How do you factor \[{{a}^{2}}+4b-ab-4a\]?

Answer 1

Hint: First of all, we should identify the common parts in different terms. Now we should share these parts from these terms. We should continue this process until the given expression is converted into a collection of linear factors. In this way, we can factor the given expression into linear factors.

Complete step by step solution:
From the question, it is clear that we have to find the factor of \[{{a}^{2}}+4b-ab-4a\]. Let us assume that
\[f(a,b)={{a}^{2}}+4b-ab-4a\]
Let us assume
\[f(a,b)={{a}^{2}}+4b-ab-4a....(1)\]
Now let us rearrange the terms in equation (1).

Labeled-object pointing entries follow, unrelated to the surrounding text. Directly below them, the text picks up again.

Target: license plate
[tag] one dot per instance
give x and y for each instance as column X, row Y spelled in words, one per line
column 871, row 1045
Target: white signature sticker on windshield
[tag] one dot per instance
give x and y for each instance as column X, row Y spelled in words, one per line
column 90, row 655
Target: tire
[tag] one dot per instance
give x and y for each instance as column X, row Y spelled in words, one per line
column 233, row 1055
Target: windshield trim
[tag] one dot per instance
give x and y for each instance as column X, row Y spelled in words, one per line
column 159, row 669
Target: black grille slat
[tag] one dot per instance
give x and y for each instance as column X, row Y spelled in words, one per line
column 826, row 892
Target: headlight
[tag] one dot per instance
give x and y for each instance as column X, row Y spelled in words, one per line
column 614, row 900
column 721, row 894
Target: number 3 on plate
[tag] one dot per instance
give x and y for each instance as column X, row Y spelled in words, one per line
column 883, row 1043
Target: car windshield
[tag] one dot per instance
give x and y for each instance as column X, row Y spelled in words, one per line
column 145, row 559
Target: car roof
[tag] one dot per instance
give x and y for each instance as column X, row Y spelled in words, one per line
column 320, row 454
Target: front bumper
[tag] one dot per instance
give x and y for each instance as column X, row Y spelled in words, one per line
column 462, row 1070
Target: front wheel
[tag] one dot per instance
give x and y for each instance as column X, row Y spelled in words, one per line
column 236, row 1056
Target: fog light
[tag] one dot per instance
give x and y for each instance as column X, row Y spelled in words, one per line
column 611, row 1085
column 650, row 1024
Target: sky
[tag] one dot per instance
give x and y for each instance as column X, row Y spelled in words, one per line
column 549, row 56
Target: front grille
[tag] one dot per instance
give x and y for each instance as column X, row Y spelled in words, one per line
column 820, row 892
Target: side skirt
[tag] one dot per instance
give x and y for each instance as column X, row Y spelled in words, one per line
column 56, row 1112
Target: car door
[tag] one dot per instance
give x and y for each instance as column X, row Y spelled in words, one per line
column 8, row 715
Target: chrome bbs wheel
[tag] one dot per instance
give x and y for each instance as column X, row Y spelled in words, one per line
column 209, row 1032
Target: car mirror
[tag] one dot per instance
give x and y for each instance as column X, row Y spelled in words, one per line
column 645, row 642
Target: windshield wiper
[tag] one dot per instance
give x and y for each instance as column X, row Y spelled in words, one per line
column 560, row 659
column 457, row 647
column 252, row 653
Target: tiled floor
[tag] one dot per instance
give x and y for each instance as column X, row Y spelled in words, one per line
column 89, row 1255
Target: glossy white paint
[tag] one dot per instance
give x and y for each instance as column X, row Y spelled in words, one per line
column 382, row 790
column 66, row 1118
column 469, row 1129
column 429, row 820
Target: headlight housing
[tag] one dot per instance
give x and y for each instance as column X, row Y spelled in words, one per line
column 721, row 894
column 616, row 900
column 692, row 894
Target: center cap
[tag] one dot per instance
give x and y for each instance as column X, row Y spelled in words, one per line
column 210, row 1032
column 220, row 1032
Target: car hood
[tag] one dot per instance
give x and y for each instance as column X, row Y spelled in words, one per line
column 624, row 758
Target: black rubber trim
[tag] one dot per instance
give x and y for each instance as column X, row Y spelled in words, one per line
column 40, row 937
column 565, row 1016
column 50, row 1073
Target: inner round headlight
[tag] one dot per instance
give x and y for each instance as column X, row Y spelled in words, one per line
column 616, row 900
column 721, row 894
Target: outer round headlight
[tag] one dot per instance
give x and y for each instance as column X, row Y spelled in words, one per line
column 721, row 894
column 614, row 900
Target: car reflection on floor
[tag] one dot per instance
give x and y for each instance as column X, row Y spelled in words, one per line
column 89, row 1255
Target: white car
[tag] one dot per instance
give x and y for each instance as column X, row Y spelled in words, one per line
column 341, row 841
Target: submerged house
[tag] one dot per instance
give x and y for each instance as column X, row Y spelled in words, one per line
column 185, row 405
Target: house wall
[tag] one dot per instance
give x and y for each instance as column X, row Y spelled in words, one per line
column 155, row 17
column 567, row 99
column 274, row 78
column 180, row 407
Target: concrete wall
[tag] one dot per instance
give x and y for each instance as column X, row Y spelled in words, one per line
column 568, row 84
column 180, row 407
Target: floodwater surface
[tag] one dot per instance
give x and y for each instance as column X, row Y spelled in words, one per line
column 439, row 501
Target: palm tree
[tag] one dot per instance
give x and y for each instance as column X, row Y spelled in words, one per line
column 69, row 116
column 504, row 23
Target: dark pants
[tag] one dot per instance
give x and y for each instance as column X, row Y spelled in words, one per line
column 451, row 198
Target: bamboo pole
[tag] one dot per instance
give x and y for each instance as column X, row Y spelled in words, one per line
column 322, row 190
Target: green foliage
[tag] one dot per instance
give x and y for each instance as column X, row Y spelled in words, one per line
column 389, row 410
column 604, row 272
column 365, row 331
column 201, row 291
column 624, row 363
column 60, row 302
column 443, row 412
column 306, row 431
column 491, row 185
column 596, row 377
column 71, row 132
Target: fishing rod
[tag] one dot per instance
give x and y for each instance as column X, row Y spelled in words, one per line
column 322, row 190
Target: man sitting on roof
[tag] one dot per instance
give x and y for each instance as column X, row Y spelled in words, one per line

Then we get,
\[\Rightarrow f(a,b)={{a}^{2}}-ab+4b-4a\]
Now we can take as common in the first two terms and 4 as common in other terms. Then, we get the equation as follows
\[\begin{align}
  & \Rightarrow f(a,b)=a(a-b)+4(b-a) \\
 & \Rightarrow f(a,b)=a(a-b)-4(a-b) \\
\end{align}\]
Now let us assume that,
\[\Rightarrow f(a,b)=a(a-b)-4(a-b).....(2)\]
Now we can take \[a-b\] as common in equation (2). Now we get the equation as follows.
\[\Rightarrow f(a,b)=(a-b)(a-4)\]
Now let us assume that,
\[\Rightarrow f(a,b)=(a-b)(a-4).....(3)\]
From equation (3), it is clear that the factors \[{{a}^{2}}+4b-ab-4a\] are \[(a-b)\] and \[(a-4)\].
So, we can write the solution for the given question as follows.
\[\Rightarrow {{a}^{2}}+4b-ab-4a=(a-b)(a-4)\].
Hence, in this way we can factor \[{{a}^{2}}+4b-ab-4a\].

Note:
Students should avoid calculation mistakes while solving this problem and while taking terms as common. Because if a small mistake is made, then the final answer will get interrupted. So, these mistakes should be avoided while solving this problem. Students should also have a clear view of the concept. For example in equation 1 if we take \[-ab\] and \[-4a\]into consideration without rearrangement the solution will be wrong.